Financial markets ended a week of strong moves, triggered by economic and political events, including bets that the US Federal Reserve (Fed) will tighten monetary policy, rebounding inflation and robust debates in the US Congress, as lawmakers left until the last minute to extend funding that Avoid government paralysis.
In this context, the Mexican peso, like most Latin American currencies, closed with gains on Friday, benefiting from a moderate drop in the dollar during the session.
In wholesale operations, the Mexican currency gained 21 cents (1.05 percent) and closed at 20.42 units per dollar. However, it ended the week with a loss of 36 cents (1.79 percent), amid a stronger dollar.
The dollar posted its biggest percentage gain since late August as investors expect the Federal Reserve to start reducing its asset purchases in November and possibly raise interest rates next year. The dollar is up 4.7 percent year-to-date, approaching its highest level in a year against a basket of currencies.
For its part, the Mexican Stock Exchange (BMV) fell by 0.63 percent and remained at 51,60.05 points. During the week, it recorded a marginal decline of 0.09 percent, marking its fifth consecutive week of losses, amid indications of monetary policy tightening from the Federal Reserve and after the Bank of Mexico raised inflation expectations.
On Wall Street, stocks rose: the Dow Jones rose 1.44 percent to 34,332.65 units. The Standard & Poor’s 500 Index rose 1.16 percent to 4,357.42 units and the Nasdaq rose 0.75 percent to 1,4557.34 units. With that said, all three indexes closed below close last Friday, and the S&P 500 and Nasdaq both posted their biggest weekly percentage declines since February.
Oil prices close with profit
A barrel of Mexican export mix rose 39 cents to $71.64 a barrel, Pemex reported. In the week, it rose $1.05 (1.48 percent).

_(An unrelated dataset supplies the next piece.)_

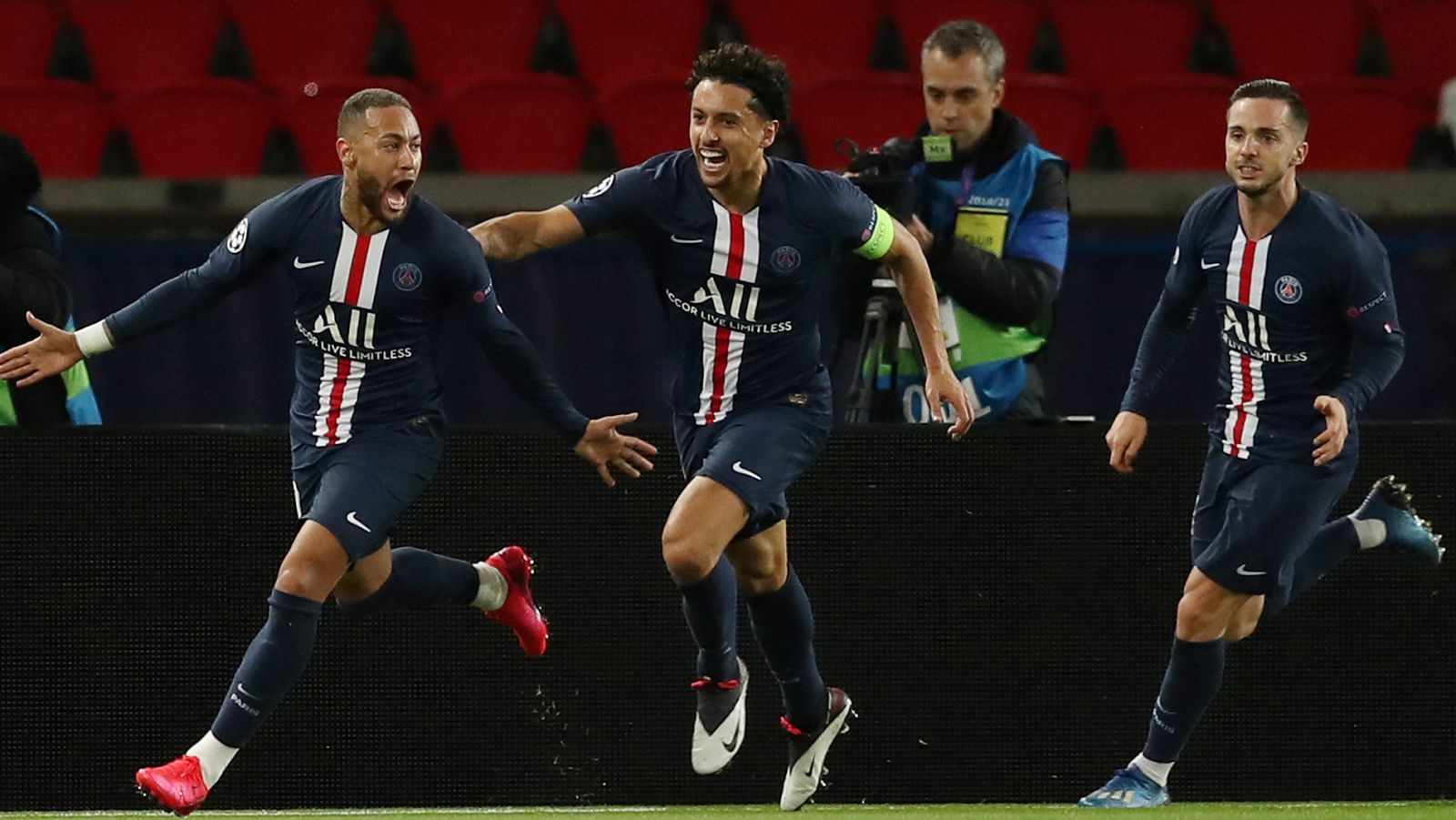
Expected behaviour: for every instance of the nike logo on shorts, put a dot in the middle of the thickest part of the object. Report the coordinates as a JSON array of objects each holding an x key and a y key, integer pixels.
[
  {"x": 353, "y": 519},
  {"x": 740, "y": 470}
]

West Texas Intermediate (WTI) advanced 85 cents to $75.88, and European Brent crude rose 97 cents to $79.28.
Brent crude rose above $79 a barrel on Friday, on the verge of reaching a three-year high hit this week, buoyed by expectations that ministers in the Organization of the Petroleum Exporting Countries (OPEC) and its allies, the group known as OPEC+, will meet on Friday. On Monday, they will maintain a steady pace in increasing supplies.